Cookbook: Extracting URL content

September 29, 2013

This post provides a simple recipe of how to extract website contents from given URLs. Methods are static, since they are basic utilities and easy to reuse.

The method below receives the URL of the desired page, creates a connection, downloads its contents and replaces special characters from HTML accordingly.

Here I’m using StringBuilder because of possible performance issues. StringEscapeUtils.unescapeHtml4(...) is a ready-to-use method to decode HTML special characters.

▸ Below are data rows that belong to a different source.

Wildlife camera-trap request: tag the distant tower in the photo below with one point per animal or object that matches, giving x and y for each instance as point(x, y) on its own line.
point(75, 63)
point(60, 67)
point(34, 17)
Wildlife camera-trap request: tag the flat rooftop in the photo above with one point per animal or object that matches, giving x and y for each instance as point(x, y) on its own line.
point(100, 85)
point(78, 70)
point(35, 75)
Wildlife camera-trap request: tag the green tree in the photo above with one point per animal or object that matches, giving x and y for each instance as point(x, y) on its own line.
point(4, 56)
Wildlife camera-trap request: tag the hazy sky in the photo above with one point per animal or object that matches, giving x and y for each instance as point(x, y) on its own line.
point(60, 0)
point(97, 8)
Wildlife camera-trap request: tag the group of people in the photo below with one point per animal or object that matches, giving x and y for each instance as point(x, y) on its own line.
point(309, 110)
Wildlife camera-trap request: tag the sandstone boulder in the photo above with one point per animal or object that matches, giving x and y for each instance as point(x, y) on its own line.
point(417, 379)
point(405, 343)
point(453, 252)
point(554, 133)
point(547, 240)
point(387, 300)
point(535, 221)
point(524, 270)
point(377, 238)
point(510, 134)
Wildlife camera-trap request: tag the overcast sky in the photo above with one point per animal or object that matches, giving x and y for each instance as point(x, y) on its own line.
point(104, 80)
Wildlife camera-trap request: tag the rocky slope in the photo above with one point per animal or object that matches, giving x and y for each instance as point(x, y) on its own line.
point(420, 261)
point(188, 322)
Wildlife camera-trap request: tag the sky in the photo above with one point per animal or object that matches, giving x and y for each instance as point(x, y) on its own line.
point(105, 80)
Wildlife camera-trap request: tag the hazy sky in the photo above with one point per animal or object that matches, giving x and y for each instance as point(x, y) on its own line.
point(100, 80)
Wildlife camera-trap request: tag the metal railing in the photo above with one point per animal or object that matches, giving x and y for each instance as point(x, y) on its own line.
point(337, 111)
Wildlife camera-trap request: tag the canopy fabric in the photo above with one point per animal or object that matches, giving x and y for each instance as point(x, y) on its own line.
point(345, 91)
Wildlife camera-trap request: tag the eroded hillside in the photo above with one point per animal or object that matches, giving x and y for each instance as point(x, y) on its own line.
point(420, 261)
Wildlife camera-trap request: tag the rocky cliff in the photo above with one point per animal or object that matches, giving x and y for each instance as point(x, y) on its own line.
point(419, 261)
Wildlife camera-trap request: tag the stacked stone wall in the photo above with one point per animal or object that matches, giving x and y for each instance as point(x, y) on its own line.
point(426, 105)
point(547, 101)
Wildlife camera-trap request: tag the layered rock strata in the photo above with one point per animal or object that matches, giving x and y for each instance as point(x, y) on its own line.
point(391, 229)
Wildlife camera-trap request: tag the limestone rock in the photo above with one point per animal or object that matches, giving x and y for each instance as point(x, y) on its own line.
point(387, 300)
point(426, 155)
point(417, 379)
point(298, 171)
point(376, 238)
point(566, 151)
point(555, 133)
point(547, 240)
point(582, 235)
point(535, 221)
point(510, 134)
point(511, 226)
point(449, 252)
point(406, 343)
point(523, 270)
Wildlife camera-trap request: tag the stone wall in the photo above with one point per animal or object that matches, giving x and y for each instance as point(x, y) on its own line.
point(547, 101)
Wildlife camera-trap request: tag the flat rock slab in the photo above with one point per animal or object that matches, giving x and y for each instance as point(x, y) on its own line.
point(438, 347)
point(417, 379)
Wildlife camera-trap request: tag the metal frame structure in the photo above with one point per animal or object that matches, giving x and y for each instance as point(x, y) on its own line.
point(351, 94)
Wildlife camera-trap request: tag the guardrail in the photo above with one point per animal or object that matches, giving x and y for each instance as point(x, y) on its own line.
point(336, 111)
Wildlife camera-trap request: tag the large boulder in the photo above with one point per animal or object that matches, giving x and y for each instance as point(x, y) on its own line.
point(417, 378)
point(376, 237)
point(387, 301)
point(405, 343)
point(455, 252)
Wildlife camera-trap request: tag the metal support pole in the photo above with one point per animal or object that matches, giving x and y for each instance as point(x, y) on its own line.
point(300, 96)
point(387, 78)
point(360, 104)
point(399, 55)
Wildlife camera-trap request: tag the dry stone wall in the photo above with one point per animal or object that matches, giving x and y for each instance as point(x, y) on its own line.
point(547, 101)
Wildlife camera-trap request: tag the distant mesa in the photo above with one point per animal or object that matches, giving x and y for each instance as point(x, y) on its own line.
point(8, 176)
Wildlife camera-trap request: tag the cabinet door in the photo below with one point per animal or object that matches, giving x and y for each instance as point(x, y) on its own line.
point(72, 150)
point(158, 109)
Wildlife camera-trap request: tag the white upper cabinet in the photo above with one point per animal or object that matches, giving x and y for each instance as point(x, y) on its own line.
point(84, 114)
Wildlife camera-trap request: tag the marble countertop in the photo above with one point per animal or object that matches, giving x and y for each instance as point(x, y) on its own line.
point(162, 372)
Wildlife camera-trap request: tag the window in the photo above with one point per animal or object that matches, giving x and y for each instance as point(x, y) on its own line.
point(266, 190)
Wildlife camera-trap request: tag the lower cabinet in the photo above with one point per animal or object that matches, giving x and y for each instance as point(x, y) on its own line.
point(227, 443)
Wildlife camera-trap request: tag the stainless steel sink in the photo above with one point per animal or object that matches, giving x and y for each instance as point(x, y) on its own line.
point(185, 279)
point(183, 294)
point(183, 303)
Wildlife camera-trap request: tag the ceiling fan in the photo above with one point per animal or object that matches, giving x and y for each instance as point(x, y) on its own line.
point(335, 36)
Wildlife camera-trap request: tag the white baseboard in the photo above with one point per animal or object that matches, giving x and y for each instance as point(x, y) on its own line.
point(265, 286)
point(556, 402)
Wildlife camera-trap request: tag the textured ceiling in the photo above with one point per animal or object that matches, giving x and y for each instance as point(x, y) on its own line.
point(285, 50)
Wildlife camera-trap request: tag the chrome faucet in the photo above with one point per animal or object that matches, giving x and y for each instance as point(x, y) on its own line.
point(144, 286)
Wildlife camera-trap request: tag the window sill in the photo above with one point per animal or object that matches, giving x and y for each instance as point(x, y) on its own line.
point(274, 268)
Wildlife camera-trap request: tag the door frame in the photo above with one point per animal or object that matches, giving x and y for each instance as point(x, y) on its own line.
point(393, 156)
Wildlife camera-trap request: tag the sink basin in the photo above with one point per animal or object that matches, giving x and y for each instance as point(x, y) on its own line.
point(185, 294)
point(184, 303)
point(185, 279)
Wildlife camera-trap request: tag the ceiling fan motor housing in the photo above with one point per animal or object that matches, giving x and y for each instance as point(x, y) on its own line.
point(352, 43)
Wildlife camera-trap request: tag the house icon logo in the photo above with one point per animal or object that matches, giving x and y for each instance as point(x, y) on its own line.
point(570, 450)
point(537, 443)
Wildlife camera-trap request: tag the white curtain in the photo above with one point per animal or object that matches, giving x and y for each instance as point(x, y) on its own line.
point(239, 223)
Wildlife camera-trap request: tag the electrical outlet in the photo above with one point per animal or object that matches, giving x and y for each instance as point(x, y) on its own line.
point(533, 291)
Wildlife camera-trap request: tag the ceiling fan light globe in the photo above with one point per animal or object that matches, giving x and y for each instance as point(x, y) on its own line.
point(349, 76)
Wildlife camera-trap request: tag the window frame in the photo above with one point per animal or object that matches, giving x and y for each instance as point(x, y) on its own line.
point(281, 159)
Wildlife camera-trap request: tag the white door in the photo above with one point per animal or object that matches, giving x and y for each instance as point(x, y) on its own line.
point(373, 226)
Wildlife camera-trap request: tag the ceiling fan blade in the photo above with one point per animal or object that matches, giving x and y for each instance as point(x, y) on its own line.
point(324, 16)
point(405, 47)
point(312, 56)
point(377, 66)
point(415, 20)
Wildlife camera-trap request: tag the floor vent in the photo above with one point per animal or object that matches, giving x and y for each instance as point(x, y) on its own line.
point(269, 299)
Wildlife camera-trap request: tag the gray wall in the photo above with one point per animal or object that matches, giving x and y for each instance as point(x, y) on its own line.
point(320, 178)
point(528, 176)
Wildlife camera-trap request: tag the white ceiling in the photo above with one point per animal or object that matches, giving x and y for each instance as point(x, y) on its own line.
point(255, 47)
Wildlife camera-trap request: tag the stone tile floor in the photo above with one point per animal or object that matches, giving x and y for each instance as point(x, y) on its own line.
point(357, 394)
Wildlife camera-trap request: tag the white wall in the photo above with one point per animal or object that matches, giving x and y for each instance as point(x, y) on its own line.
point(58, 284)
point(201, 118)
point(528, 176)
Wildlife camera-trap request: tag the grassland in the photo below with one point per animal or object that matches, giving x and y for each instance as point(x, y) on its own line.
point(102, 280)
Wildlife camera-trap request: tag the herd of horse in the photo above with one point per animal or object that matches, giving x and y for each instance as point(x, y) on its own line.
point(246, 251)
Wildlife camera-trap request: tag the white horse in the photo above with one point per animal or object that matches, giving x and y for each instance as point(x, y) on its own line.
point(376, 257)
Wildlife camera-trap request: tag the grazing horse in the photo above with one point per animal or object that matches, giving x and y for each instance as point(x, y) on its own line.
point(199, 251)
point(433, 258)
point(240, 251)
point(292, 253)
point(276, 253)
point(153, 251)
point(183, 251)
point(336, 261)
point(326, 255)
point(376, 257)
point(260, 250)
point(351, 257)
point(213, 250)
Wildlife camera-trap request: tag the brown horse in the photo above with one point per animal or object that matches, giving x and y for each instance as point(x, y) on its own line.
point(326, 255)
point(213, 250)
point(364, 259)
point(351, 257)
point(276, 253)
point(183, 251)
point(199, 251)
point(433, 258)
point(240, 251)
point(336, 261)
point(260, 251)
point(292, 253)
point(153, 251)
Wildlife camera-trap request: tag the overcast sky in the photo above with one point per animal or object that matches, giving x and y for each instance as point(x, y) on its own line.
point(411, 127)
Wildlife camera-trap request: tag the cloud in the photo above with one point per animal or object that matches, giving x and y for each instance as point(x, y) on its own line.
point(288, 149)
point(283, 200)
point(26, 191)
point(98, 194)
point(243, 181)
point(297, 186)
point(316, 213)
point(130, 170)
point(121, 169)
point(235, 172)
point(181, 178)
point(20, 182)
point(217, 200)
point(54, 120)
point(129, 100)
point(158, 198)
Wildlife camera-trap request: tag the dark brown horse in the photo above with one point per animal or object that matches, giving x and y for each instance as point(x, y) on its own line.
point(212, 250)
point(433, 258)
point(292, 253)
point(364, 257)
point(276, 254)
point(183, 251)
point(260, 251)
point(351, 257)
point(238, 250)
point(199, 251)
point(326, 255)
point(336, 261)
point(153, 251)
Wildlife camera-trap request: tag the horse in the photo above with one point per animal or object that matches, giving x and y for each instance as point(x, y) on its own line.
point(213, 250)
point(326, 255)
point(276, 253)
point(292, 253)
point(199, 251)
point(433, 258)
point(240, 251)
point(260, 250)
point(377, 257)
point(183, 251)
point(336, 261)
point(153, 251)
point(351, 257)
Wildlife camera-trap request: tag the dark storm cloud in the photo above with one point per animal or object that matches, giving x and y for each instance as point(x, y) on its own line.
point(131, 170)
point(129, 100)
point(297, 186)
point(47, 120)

private static String getURLContent(URL url) {

	// Holds the URL content
	StringBuilder urlContent = new StringBuilder();

	try {
		// open connection to the provided URL
		URLConnection urlConn = url.openConnection();
		// copy content to a buffer
		BufferedReader urlContentBuffer = new BufferedReader(
						new InputStreamReader(urlConn.getInputStream()));

		// using StringBuilder instead of String concatenation within a loop
		// for performance reasons, since Strings are immutable.
		String urlLine = "";
		while ((urlLine = urlContentBuffer.readLine()) != null) {
				urlContent.append(urlLine);
		}
		
		// close the buffered reader
		urlContentBuffer.close();

	} catch (IOException e) {
		// TODO Auto-generated catch block
		e.printStackTrace();
	}

	// using Apache Commons Lang to obtain HTML special characters properly
	return StringEscapeUtils.unescapeHtml4(urlContent.toString());
}

I’m using a getURLContent(String urlStr) to encapsulate the method above with an additional feature to add the http:// protocol in case it’s not provided.

public static String getURLContent(String urlStr) {

	String urlContent = null;
	try {
		// complete the url with "http://" in case the given one does not
		// provide the protocol (https, ftp etc)
		if (!urlStr.toLowerCase().contains("://")) {
				urlStr = "http://" + urlStr;
		}

		URL url = new URL(urlStr);
		urlContent = getURLContent(url);
	} catch (MalformedURLException e) {
		// TODO Auto-generated catch block
		e.printStackTrace();
	}
	return urlContent;
}

Voilà! The URL content can be easily extracted into a String using the getURLContent(String urlStr). Remember to treat the Exceptions in the way that fits best your business requirements!